Langit Biru

Faldhy Dwi B.
Chapter #2

#2

“ Bapak tidak setuju pokonya kalo kamu masuk jurusan Seni Rupa, mau jadi apa kamu ini? Jangan pernah sia-sia kan kesempatan dan waktu, walau hanya 5 menit. Bapak ini hidup lebih dulu dari kamu, Bapak tau apa yang terjadi di negara kita ini. Negeri ini sakit, Waraskan pikiranmu, Langit. Sadarlah kesana. Walaupun Bapak hanya pegawai kantoran, tapi bapak berhasil untuk membangun keluarga kecil ini, menyekolahkan kalian dan memberikan keberlangsungan kehidupan untuk keluarga ini “

Pak Edy namanya, Bapaknya Langit dan Harum. Ia keras dalam mendidik anaknya. Ingin mereka tumbuh dengan nilai-nilai dunia.
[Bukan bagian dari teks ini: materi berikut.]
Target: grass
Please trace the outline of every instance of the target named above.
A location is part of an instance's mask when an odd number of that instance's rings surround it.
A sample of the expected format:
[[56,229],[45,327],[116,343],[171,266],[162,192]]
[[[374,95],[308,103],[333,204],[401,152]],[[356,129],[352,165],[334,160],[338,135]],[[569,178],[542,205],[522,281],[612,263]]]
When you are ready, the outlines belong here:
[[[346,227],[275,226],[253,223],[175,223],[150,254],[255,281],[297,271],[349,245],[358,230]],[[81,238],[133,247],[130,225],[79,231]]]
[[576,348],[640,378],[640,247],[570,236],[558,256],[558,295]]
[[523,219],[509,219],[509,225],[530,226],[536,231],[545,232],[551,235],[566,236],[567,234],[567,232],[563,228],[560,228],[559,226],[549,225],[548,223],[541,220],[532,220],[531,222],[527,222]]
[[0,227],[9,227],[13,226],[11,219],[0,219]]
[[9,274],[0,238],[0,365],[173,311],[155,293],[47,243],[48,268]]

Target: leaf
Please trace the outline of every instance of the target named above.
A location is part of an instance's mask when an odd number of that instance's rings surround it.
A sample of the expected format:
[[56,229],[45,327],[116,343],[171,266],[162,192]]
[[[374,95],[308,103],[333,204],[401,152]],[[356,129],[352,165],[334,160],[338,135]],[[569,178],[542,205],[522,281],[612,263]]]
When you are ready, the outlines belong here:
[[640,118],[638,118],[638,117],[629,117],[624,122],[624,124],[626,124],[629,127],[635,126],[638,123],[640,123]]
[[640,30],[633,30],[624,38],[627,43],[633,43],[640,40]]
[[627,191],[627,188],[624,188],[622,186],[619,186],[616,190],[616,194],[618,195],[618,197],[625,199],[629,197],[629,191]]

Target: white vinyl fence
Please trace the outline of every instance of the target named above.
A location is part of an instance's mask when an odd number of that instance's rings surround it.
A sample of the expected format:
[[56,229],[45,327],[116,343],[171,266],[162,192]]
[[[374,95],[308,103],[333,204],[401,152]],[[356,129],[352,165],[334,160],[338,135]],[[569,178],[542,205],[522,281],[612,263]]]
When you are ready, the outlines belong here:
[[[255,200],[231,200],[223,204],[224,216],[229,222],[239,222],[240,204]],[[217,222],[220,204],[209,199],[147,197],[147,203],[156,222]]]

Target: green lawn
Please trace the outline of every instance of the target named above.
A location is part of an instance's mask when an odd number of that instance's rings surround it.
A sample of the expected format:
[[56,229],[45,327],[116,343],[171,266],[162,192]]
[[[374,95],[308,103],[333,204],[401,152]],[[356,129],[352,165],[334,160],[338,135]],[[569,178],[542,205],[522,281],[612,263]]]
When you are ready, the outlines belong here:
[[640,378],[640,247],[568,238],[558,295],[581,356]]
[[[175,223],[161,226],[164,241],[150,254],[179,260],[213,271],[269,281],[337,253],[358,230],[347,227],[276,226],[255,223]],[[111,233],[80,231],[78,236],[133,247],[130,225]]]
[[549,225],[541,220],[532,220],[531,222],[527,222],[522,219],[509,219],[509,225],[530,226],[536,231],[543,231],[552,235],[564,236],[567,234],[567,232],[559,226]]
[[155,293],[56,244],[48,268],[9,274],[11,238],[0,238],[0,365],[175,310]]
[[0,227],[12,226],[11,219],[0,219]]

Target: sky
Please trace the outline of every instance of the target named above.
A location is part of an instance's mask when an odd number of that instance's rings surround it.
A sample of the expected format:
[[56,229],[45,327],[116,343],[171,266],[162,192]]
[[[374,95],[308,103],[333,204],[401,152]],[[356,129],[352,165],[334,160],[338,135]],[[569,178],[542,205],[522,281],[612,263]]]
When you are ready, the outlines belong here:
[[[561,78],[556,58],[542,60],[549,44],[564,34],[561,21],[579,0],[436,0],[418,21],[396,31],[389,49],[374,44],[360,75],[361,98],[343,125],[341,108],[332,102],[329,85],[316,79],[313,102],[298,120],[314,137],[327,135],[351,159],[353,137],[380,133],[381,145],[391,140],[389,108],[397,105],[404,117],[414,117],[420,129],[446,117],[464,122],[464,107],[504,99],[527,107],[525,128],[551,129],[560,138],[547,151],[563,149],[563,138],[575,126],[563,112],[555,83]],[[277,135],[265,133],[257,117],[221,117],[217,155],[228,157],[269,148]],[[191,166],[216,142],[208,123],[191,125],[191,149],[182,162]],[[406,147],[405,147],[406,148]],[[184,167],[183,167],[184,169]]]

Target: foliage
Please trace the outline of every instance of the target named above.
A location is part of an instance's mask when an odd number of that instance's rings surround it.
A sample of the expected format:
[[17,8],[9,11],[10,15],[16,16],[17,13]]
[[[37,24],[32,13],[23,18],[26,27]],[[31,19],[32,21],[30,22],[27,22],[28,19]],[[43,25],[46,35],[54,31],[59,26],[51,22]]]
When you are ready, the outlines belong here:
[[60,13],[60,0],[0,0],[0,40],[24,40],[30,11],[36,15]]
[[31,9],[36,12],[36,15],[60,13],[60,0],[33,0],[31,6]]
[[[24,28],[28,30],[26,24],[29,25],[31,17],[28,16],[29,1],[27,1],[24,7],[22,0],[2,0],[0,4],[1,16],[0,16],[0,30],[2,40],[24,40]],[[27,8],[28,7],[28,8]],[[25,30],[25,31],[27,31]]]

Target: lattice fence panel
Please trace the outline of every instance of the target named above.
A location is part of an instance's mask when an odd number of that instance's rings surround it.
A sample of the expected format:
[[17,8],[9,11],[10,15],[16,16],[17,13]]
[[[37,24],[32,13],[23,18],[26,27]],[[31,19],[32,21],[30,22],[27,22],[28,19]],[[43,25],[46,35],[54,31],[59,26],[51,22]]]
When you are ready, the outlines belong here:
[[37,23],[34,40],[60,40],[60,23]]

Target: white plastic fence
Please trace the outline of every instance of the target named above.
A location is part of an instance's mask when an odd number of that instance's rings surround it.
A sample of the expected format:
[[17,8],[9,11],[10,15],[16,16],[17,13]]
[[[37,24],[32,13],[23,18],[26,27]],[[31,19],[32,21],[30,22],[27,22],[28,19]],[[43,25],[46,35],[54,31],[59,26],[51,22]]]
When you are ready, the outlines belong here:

Ibu pernah bilang padaku, bapak sempat beberapa kali di PHK dan menganggur. Setiap hari bapak kerja serabutan untuk mencari uang. Dan, Bapak sangat menysukuri sekarang bisa kerja lagi. Ia tak mau menyianyiakan kesempatan itu. Makanya Bapak galak kalo soal masa depan. Aku tau, itu semua untukku, untuk keluarga ini. Namun, … Sudahlah. tidak banyak hal yang aku ingin katakan pada Bapak. Aku tidak mau menghancurkan suasana makan malam ini. Kasian nasi dan ikannya, nanti nangis. Aku menghargai orang tuaku, juga Harum Adiku. Memilih untuk diam, adalah jalan keluar.

2010, Tahun dimana aku harus memilih sebuah jurusan di sebuah kampus. Aku keterima di dua universitas, dua jurusan, Hubungan International dan Seni rupa. Ibu melihatku dengan mata yang penuh kasih sayang “ Salat aja dulu gih sana, minta doa sama Allah, biar di kasih petunjuk, jangan lupa doain Bapak dan Ibu juga. Ibu Sayang sama Langit “ Aku cuma menganggukan kepalaku saja. lalu ingin berniat pergi, namun ku habiskan makan malam dulunya deh. Aku mencintai ibu.

***

Akhir bulan ini Ka Kelana akan pulang dari Jerman.

Sedang kuliah S2 dirinya di sana. Seorang jenius yang aku kira benar-benar tanpa celah. Perawakannya tidak seperti stigma orang-orang tentang seorang kutu buku, badannya tinggi tegap, murah senyum namun berwajah tegas dengan alis yang begitu tebal. Jika bukan karnanya, aku tidak akan seambisius ini. Rivalitas kakak-adik sangat wajar kan, tapi untungnya ini perselisihan yang sangat sehat. Kita bertoleransi bahwa setiap anak pasti punya kelebihannya masing-masing. Sampai kapanpun aku tidak bisa seberprestasi dia di bidang sains, dan dia juga tidak akan bisa seluwes itu jika harus berbicara di depan umum sepertiku. Dan pemikiran terbuka ini secara jelas atas andil ayah dan ibu.

“Ra, ayah selalu saja membahas tentang bidang manajemen dan bisnis. Ku kira kau tau arah pembicaraannya kemana?”

“Ingin kamu masuk jurusan itu kali ka” sore hari dipinggir kolam. Sudah biasa kita berbincang berdua. Teduh karna banyak pepohonan dan sejuk karna anginnya begitu segar. Ada gemericik air juga karna kakiku masuk ke kolam dan memainkannya. Ka Kelana duduk di kursi dekat kolam.

“Kalau dari ibu gimana?”

“Sesantai biasanya lah,terserah ku asal aku suka” ada raut yang seperti kebingungan. Sikapnya itu bisa merusak suasana. Ka Kelana selalu seperti itu kalau sedang bimbang.

Aku sangat tau kalau Ka Kelana tidak pernah suka bidang yang digeluti ayahnya. Ka Kelana pantasnya memang jadi seorang ilmuwan, dia sangat menikmati bidang sains lebih dari siapapun di rumah ini. Entah turunan dari siapa.

Pada saat itu aku juga sadar bahwa nantinya aku akan se-galau Ka Kelana juga. Bingung antara passion dan harapan orang tua. Resah antara harus membahagiakan diri sendiri atau membahagiakan mereka. Ayah dan Ibu.

Ibu pulang.

Tiap bulannya dia selalu menghadiri acara arisan dengan ibu-ibu komplek. Dia punya semacam geng yang beranggotakan 17 wanita seumurannya, aktivis komplek lah. Tapi tidak terlalu se-sosialita itu.